Modify webhelp-responsive index

Post here questions and problems related to editing and publishing DITA content.
qualler
Posts: 15
Joined: Fri Jan 26, 2018 8:05 pm

Modify webhelp-responsive index

Post by qualler »

Hi, I'm looking at https://www.oxygenxml.com/doc/versions/ ... rview.html

Which explains that:

whr-search-index
Processes the generated HTML (for all DITA topics) to generate an index file. This index is used to implement the WebHelp search function.

is the last step in the publishing process. I was searching the help and couldn't find how to customize the index to include elements we've added on the page, such as the root element id and the CCMS guid for traceability purposes.

How can this indexing be modified? :D

Justin
radu_pisoi
Posts: 403
Joined: Thu Aug 21, 2003 11:36 am
Location: Craiova
Contact:

Re: Modify webhelp-responsive index

Post by radu_pisoi »

Hi,

Unfortunately, there is no extension point that allow you to modify the search index.

I have added an improvement request in our internal issue tracker to add a parameter that allow you to set additional elements and attributes to be indexed.
Radu Pisoi
<oXygen/> XML Editor, Schema Editor and XSLT Editor/Debugger
http://www.oxygenxml.com
steinbacherGE
Posts: 55
Joined: Tue Mar 13, 2018 6:07 pm

Re: Modify webhelp-responsive index

Post by steinbacherGE »

I'm working with Justin on this. Here's a screenshot of a sample HTML output file that contains the ID attribute values that we would like to be indexed so they show up as search results.

HTML output:
header-IDs.png
header-IDs.png (7.09 KiB) Viewed 3223 times
HTML source:
Topic&CCMS-ID.png
Topic&CCMS-ID.png (28.79 KiB) Viewed 3223 times
Is there currently anyway pull in these values so they show up in search results?

Thanks,

Leroy Steinbacher
beniamin_savu
Posts: 30
Joined: Fri Jan 22, 2021 11:05 am

Re: Modify webhelp-responsive index

Post by beniamin_savu »

Hi,

The id value is displayed in the content area, so it should be indexed by the search engine. From these images we don't see any problem.

For further investigations, it would be very useful to create a minimal valid sample project (DITA Map + topic) that you can send us for analysis. You can send the files to support@oxygenxml.com. Also, please specify the WebHelp version.

Best reagards,
Beniamin Savu
Oxygen WebHelp Team
http://www.oxygenxml.com
steinbacherGE
Posts: 55
Joined: Tue Mar 13, 2018 6:07 pm

Re: Modify webhelp-responsive index

Post by steinbacherGE »

We have not been able to attach samples by email, so we setup a shared folder for support@oxygenxml.com.

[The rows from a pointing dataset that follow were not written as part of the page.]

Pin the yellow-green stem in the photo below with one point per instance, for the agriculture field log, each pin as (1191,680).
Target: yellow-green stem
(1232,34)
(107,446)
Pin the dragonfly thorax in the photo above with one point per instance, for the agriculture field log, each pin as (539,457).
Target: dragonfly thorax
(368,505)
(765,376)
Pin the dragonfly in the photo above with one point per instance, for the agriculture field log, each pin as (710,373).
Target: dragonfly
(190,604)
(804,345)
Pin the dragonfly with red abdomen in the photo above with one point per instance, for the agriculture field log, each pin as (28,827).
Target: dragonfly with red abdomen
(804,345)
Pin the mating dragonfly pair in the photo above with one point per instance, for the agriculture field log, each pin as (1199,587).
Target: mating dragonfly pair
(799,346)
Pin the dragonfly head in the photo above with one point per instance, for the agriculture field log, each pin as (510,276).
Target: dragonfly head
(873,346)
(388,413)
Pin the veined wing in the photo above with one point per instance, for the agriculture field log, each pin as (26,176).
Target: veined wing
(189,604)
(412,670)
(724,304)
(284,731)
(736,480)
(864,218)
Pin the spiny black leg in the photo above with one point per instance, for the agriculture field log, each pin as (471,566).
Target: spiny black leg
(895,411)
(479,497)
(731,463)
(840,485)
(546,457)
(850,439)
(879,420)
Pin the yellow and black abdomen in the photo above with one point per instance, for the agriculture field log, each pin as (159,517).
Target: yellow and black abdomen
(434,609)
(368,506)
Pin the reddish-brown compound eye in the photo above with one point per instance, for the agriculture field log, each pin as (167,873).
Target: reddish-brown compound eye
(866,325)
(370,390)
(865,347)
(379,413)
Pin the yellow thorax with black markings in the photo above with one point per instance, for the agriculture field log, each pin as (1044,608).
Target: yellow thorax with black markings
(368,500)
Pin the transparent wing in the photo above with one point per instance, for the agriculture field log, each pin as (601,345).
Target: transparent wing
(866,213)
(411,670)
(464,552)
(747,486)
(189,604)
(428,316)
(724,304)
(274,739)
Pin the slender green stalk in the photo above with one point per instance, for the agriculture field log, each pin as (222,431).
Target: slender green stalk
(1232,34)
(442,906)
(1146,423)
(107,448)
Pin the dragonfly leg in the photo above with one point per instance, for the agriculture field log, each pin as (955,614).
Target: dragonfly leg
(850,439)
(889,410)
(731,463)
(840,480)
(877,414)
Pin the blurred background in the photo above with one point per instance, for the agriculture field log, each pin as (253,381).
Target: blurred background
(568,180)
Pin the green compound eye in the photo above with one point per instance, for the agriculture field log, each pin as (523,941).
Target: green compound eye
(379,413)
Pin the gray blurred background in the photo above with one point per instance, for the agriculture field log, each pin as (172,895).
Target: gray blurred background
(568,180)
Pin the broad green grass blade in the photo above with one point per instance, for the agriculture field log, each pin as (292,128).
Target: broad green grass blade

I've just sent an email with the details. Let us know if you are unable to access the files.

Thanks,

Leroy Steinbacher
steinbacherGE
Posts: 55
Joined: Tue Mar 13, 2018 6:07 pm

Re: Modify webhelp-responsive index

Post by steinbacherGE »

Thanks for the email with the fix. I thought I would share it here in case anyone else has this issue.

We noticed that your customization adds the section which contains the topic id in a <header> HTML element. This element is excluded from the search index. We have a file named search.index.elements.to.exclude.txt located in the DITA-OT-DIR/plugins/com.oxygenxml.webhelp.responsive/oxygen-webhelp/ folder which specifies the list of HTML elements that will not be indexed by the search engine:
div.ignore,nav.wh_tools,footer,header,div.wh_publication_toc,...

To fix the problem simply modify the search.index.elements.to.exclude.txt file and remove the header from the list. So the file should look like this:
div.ignore,nav.wh_tools,footer,div.wh_publication_toc,...
beniamin_savu
Posts: 30
Joined: Fri Jan 22, 2021 11:05 am

Re: Modify webhelp-responsive index

Post by beniamin_savu »

Hi,

We wanted to let you know that we released a new maintenance build for WebHelp 23.1 and it contains the fix for the problem you had with the search engine not indexing the text inside a <header> HTML element.

Best reagards,
Beniamin Savu
Oxygen WebHelp Team
http://www.oxygenxml.com
steinbacherGE
Posts: 55
Joined: Tue Mar 13, 2018 6:07 pm

Re: Modify webhelp-responsive index

Post by steinbacherGE »

I think in your latest build, this change was reverted. I'm still seeing header in the search.index.elements.to.exclude.txt.

com.oxygenxml.webhelp.responsive\oxygen-webhelp\search.index.elements.to.exclude.txt

Code: Select all

div.ignore,nav.wh_tools,footer,header.wh_header,div.wh_publication_toc,div.wh_topic_toc,div.wh_child_links,div.related_link,div.wh_copyright_information,a.sr-only-focusable,span.search_input_text
Is there something we can do in our custom plugin to override the values in this file?

Thanks,

Leroy
steinbacherGE
Posts: 55
Joined: Tue Mar 13, 2018 6:07 pm

Re: Modify webhelp-responsive index

Post by steinbacherGE »

steinbacherGE wrote: Wed Jul 21, 2021 9:12 pm I think in your latest build, this change was reverted. I'm still seeing header in the search.index.elements.to.exclude.txt.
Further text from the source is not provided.